In order for Essentia to launch worker nodes or access data on S3, it requires authentication. This can be provided in three different ways.
- Creating an IAM Role and attaching it to the instance during instance creation.
- Logging into the master node and running aws configure to save your AWS Access Credentials to a file (enables launching worker nodes only, not used for S3 access).
- Entering your AWS Access Credentials directly into the Essentia commands when they are needed.

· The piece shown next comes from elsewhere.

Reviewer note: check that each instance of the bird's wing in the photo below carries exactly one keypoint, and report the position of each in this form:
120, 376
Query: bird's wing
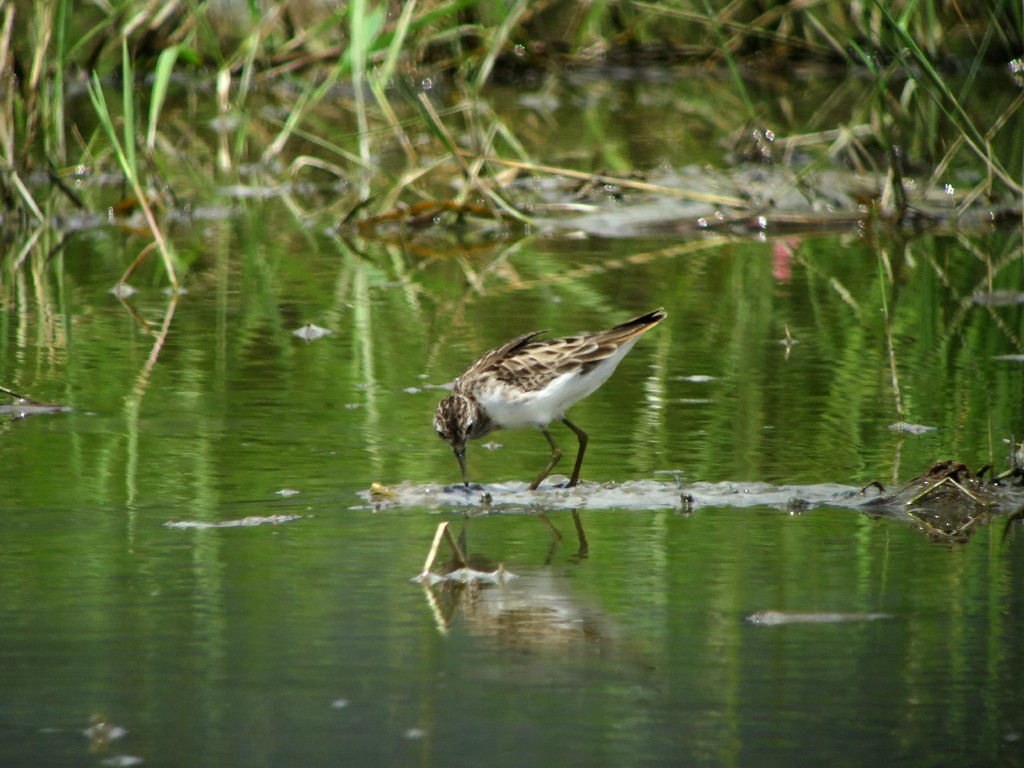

A downside of the last two options is that the user needs to worry about the AWS Access Credentials, maintain their security, and update them should they change. Therefore, it is recommended to use IAM Roles instead. If you do not have access to create an IAM Role, contact your AWS Administrator.
Creating an IAM Role
To create an IAM Role, follow these steps:
- Open your AWS console
- Select the “Identity & Access Management” menu.
- From the left panel, select ‘Roles’.
- Click on ‘CREATE NEW ROLE’.
- Set the Role name. ‘EssentiaMaster’ for example.
- Under ‘AWS Service Roles’, select ‘Amazon EC2’ (the top menu item)
- The next menu will let you attach existing policies to your Role. We won’t select any, so be sure none of the checkboxes are ticked, then go to ‘NEXT STEP’
- The next menu we’ll also skip. Just click ‘CREATE ROLE’.
- You should be back a menu that lists all the roles. Select the one you just created and click on it.
- Under INLINE POLICIES, click the menu to reveal a new link to create a new inline policy. Click it.
- Select a CUSTOM policy.
- Name it something appropriate (optional)
- Under the Policy Document section, cut and paste any of the following policies:
- If you are using the Command-Level Access Credentials method for S3 access then you can use IAM Role: Creating Worker Nodes for Scalability.
- If you are using one of the other two methods for creating worker nodes then you can use IAM Role: Accessing or Writing S3 Data.
- If you are NOT using another method for authentication, use IAM Role: Creating Worker Nodes for Scalability and Accessing or Writing S3 Data.
- Finally click on ‘APPLY POLICY’
Improperly created roles pose a security risk. The above roles are very liberal in granting permissions to spin up new ec2 instances and access s3 files. Consult with your AWS experts, or contact us if there are any questions or concerns.
Note: If you plan to utilize our Redshift Integration, you need to enable Redshift access in your IAM Role. The following policies both do that:
- If you are using the Command-Level Access Credentials method for creating worker nodes and S3 access then you can use IAM Role: Redshift Access.
- If you are NOT using another method for authentication, use IAM Role: Worker Nodes, S3, and Redshift.
Users can also grant the master the authorization to create other ec2 instances by logging into their master node and running the command:
The user will then need to enter their AWS Access Credentials, which will then be stored in a file which Essentia will read when it needs them.
This method cannot be used to grant S3 access. It is recommended to use IAM Roles instead.
Command-Level Access Credentials
Essentia also offers the ability to specify AWS Access Credentials in the various commands that use them.
This can be a major benefit since it allows users or their administrators to change the level of access to suit the needs of the current analysis, by simply changing the access level of the credentials that were entered or entering new credentials with the desired access level.
Appropriate Commands to Enter Access Credentials:
Creating Worker Nodes for Scalability:
ess cluster create ... --aws_access_key=**ENTER_ACCESS_KEY** --aws_secret_access_key=**ENTER_SECRET_KEY**
Accessing or Writing S3 Data:
ess select ... --aws_access_key=**ENTER_ACCESS_KEY** --aws_secret_access_key=**ENTER_SECRET_KEY**
Note: The Access Credentials that you enter into these commands need to have the correct permissions. I.e. Essentia will not be able to access data in S3 if the user enters Access Credentials into the “ess select” command that only have access to EC2.